Behold Europe and it's pathetic nongrowth for a vision of what a union dominated society looks like.

As for state owned businesses I don't think that you can really say they all perform poorly - there are plenty of them that do incredibly well. Singtel has done so well that it has actually bought and acquired a decent portion of the private cell companies in other countries, for instance.

I looked into this because I'm always curious for these examples and Singtel is just simply not a state run company. The government does own a lot of it's shares but this isn't really what people mean when they talk about state owned companies. This is literally just a publicly traded company that the state owns a lot of shares in and doesn't have any real impact on whether it would succeed or fail.

And as for Bezos, isn't a large portion of his workforce reliant on welfare to survive anyway?
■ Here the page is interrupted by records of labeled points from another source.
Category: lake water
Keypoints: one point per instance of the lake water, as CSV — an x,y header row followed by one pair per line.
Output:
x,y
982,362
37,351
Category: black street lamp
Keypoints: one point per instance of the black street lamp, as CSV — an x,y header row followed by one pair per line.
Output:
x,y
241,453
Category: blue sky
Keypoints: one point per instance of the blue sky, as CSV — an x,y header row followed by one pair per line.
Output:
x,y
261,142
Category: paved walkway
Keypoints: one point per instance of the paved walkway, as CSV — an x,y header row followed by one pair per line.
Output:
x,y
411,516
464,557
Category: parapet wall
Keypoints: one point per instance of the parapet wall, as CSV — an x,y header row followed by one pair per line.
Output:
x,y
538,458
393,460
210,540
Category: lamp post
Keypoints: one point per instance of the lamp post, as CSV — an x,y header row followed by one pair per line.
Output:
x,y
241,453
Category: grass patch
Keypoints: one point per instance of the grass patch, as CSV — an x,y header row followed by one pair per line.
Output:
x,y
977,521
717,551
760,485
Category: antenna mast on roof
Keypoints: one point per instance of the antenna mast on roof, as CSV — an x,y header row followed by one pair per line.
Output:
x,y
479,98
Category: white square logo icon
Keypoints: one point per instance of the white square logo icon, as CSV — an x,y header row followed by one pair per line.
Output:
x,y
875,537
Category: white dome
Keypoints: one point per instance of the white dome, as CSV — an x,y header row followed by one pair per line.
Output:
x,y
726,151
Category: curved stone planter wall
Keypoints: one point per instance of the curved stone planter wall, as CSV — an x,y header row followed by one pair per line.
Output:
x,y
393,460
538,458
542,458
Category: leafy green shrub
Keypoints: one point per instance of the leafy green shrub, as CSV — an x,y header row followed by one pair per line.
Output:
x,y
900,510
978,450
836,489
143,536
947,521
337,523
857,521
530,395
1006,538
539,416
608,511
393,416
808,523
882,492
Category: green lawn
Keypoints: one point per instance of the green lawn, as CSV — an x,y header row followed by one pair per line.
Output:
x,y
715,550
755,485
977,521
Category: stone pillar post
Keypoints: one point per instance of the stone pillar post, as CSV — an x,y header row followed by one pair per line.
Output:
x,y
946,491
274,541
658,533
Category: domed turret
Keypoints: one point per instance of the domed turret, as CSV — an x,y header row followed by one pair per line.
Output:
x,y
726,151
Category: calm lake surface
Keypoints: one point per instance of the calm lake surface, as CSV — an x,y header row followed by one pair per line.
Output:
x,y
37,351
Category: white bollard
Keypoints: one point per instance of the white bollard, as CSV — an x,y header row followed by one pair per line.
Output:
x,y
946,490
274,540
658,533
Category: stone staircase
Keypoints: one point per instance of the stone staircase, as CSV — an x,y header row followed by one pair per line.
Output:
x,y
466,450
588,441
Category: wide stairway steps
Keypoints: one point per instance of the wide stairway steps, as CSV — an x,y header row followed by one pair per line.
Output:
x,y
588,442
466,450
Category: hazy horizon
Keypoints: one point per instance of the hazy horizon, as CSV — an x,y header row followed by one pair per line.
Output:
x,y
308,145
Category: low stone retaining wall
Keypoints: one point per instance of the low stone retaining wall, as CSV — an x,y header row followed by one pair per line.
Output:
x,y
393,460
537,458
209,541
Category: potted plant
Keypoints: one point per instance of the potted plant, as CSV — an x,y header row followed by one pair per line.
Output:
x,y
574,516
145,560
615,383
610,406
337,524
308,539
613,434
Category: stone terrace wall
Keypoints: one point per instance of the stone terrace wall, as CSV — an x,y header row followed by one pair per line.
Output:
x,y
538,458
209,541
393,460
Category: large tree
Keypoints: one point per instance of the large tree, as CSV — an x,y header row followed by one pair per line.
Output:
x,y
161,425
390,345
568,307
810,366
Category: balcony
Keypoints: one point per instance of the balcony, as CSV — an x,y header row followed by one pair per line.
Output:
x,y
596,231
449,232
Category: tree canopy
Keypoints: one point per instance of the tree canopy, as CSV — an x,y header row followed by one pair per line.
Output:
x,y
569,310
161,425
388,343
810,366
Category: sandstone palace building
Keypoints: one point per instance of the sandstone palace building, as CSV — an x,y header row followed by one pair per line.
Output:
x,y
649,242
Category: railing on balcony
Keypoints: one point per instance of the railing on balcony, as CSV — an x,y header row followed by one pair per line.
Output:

Amazon is the worst of all worlds - the public purse is subsidising all their expenses in exchange for no return at all.

There is no support the state can give to the people that can't be categorized indirectly as subsidizing employers. If you want to redistribute income to people who's labor isn't very valuable, and I do support doing this, then you're inescapably subsidizing the firms they are employed by, no way out of it. Hell same for the higher paid employees.

in exchange for no return at all.

you mean besides the tax revenue of course.

And all of this is just distribution blame for the past, take a look at Mamdani for a vision of what leftist populism actually looks like with Charlie brown lining up for the 80th attempt at kicking the football of rent control and subsidized housing in the hopes that this time they'll prove the economists wrong.